# Lupo and Bell&Howell, any good?



## justin compton (May 4, 2009)

Hi,
I'm looking to set up a darkroom so i can print 35mm to 6x7. i found on ebay someone selling a Lupo F1 reflex enlarger with a Bell&Howell Proskar Anamorphic 16 lens. Sounds pretty fancy but i've never heard of it. Any one know anything about it?
Thanks
Justin


----------



## Torus34 (May 5, 2009)

No Lupo on eBay.  11:17AM EDT, 5/5/09.


----------



## justin compton (May 6, 2009)

thanks for responding, there is a lupo, its under darkroom/photographic equiptment in australia, it's got a day left on it, don't think they're willing to post it anyway, i'll just keep holding out till something turns up locally
cheers


----------



## Dwig (May 7, 2009)

justin compton said:


> ...a Lupo F1 reflex enlarger with a Bell&Howell Proskar Anamorphic 16 lens...

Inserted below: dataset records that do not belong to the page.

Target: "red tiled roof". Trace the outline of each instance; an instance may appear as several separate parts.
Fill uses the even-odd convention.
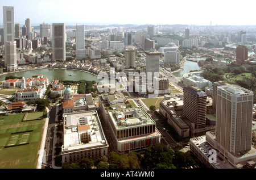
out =
[[[63,102],[62,104],[63,108],[74,107],[74,102],[73,101],[67,101]]]

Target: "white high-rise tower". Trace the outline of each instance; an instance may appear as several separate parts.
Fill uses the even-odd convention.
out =
[[[65,23],[52,24],[52,61],[66,60]]]
[[[81,60],[86,58],[86,49],[84,43],[84,26],[76,25],[76,58]]]
[[[14,10],[13,6],[3,6],[3,39],[5,46],[7,41],[14,41]]]

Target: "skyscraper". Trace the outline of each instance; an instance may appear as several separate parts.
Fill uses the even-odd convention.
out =
[[[81,60],[86,58],[86,49],[84,43],[84,26],[76,26],[76,58]]]
[[[125,68],[134,68],[135,67],[135,49],[127,47],[125,49]]]
[[[20,37],[20,27],[19,24],[15,24],[15,36],[16,38],[19,38]]]
[[[155,35],[155,27],[154,26],[147,27],[147,34],[150,37],[153,36]]]
[[[243,45],[240,45],[236,49],[236,62],[241,65],[248,58],[248,48]]]
[[[146,74],[147,78],[151,77],[151,81],[153,81],[153,77],[155,76],[159,75],[159,60],[161,53],[151,49],[149,51],[145,51],[146,54]],[[150,76],[150,73],[151,76]],[[156,73],[156,74],[155,74]]]
[[[48,24],[43,23],[40,24],[40,37],[48,37]]]
[[[189,29],[186,28],[185,30],[185,39],[189,39]]]
[[[30,32],[31,32],[31,21],[30,18],[27,18],[25,20],[26,24],[26,35],[28,36],[30,34]]]
[[[13,6],[3,6],[3,39],[7,41],[14,41],[14,10]]]
[[[52,24],[52,61],[65,61],[65,23]]]
[[[125,33],[125,45],[133,45],[133,35],[130,32]]]
[[[244,153],[251,148],[253,92],[237,85],[217,87],[216,132],[217,149]]]
[[[206,93],[192,86],[184,87],[183,93],[183,114],[192,123],[192,134],[195,129],[201,128],[204,132],[203,128],[206,125]]]
[[[15,71],[17,69],[17,57],[16,41],[6,41],[5,64],[8,72]]]

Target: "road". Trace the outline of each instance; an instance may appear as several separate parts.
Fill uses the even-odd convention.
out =
[[[44,154],[43,157],[42,168],[51,168],[54,152],[55,146],[53,144],[54,129],[57,125],[55,122],[56,106],[49,106],[49,117],[47,127],[47,132],[46,137],[46,145],[44,147]]]

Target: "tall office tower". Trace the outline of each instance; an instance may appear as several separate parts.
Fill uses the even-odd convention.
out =
[[[26,24],[26,35],[28,36],[30,34],[30,32],[31,32],[31,21],[30,18],[27,18],[25,20],[25,24]]]
[[[48,36],[48,27],[47,23],[40,24],[40,37],[44,38],[44,37],[47,37]]]
[[[133,35],[131,33],[126,32],[125,34],[125,45],[133,45]]]
[[[125,49],[125,68],[131,69],[135,67],[135,49],[127,47]]]
[[[242,40],[242,35],[246,34],[246,31],[241,31],[239,32],[239,40],[241,41]]]
[[[3,45],[4,43],[4,35],[3,28],[0,28],[0,36],[1,36],[1,40],[0,40],[0,45]]]
[[[6,55],[5,64],[8,72],[13,72],[17,69],[17,57],[16,41],[6,41]]]
[[[241,36],[241,44],[247,44],[247,39],[246,39],[246,34],[245,34],[242,35]]]
[[[217,87],[216,139],[225,156],[251,149],[253,104],[252,91],[234,85]]]
[[[161,53],[155,49],[145,51],[144,53],[146,54],[146,74],[147,78],[149,78],[150,73],[151,73],[151,81],[152,81],[154,76],[159,75],[159,60]]]
[[[238,65],[242,65],[248,58],[248,48],[243,45],[240,45],[236,49],[236,61]]]
[[[164,64],[179,64],[180,52],[179,51],[167,51],[164,53]]]
[[[52,24],[52,61],[65,61],[65,23]]]
[[[223,81],[214,82],[212,83],[212,107],[213,109],[216,110],[217,87],[228,85],[228,83]]]
[[[15,37],[16,38],[19,38],[20,36],[20,32],[19,30],[19,24],[15,24]]]
[[[14,10],[13,6],[3,6],[3,39],[4,44],[7,41],[14,41]]]
[[[24,25],[22,27],[22,36],[27,35],[27,28],[26,27],[26,25]]]
[[[186,28],[185,30],[185,39],[189,39],[189,29]]]
[[[183,114],[192,123],[192,129],[205,127],[207,95],[200,88],[183,87]],[[193,131],[191,132],[193,133]]]
[[[150,37],[154,36],[155,35],[155,27],[154,26],[147,27],[147,34],[150,35]]]
[[[149,51],[151,49],[155,49],[155,41],[154,40],[146,38],[144,44],[144,49],[145,51]]]
[[[84,26],[76,26],[76,59],[86,58],[86,49],[84,43]]]

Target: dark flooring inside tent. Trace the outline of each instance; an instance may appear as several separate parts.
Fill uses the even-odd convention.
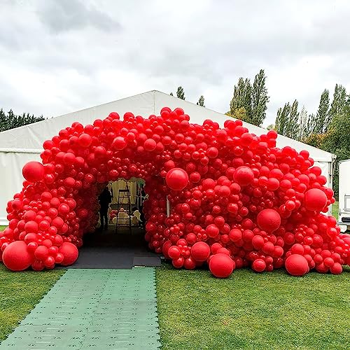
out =
[[[160,266],[160,256],[149,250],[144,230],[110,226],[84,236],[79,257],[69,269],[132,269],[134,266]]]

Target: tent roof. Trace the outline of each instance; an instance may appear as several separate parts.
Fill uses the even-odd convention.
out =
[[[125,113],[131,111],[134,114],[147,117],[150,114],[158,114],[164,106],[171,108],[182,108],[190,115],[190,122],[196,124],[202,124],[206,119],[211,119],[223,127],[225,120],[229,118],[225,114],[188,101],[153,90],[0,132],[0,151],[10,149],[13,152],[42,150],[44,141],[50,139],[57,135],[60,130],[71,125],[75,121],[83,125],[90,124],[95,119],[106,118],[113,111],[118,112],[121,116]],[[243,124],[250,132],[256,135],[267,132],[266,129],[262,127],[247,122]],[[277,146],[282,148],[286,146],[290,146],[299,152],[303,149],[307,150],[314,160],[318,162],[332,162],[335,158],[328,152],[279,135]]]

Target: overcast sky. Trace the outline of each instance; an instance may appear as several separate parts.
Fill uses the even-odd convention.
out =
[[[151,90],[225,113],[260,69],[267,125],[350,90],[350,1],[0,0],[0,108],[58,115]]]

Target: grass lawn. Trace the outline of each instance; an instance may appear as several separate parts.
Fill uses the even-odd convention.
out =
[[[157,270],[162,350],[350,349],[350,269],[340,276],[283,270]]]
[[[4,340],[64,273],[13,272],[0,264],[0,341]]]

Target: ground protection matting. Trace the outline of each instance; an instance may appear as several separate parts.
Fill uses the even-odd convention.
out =
[[[16,350],[160,347],[153,267],[67,270],[0,344]]]

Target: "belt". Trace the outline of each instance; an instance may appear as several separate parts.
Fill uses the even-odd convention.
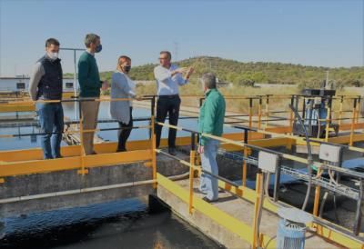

The Bell & Howell lens is billed as an "anamorphic". Such a lens would be absolutely useless for enlarging conventional 35mm and 120 film. This type of lens is used in the making or showing of wide screen movies where the wide aspect ratio image is compresses horizontally, but not vertically, by the anamorphic camera lens to fit the nearly square standard sized film gate. A complementary anamorphic projection lens is use to stretch the compessed image during projection.

Googling around I found a picture of a Lupo F1 on a Belgian site. It looks like a close of the Durst enlargers of the late '60s and '70s. I could see anything that spec'd the film sizes supported but it look small and lightweight implying 35mm only.


----------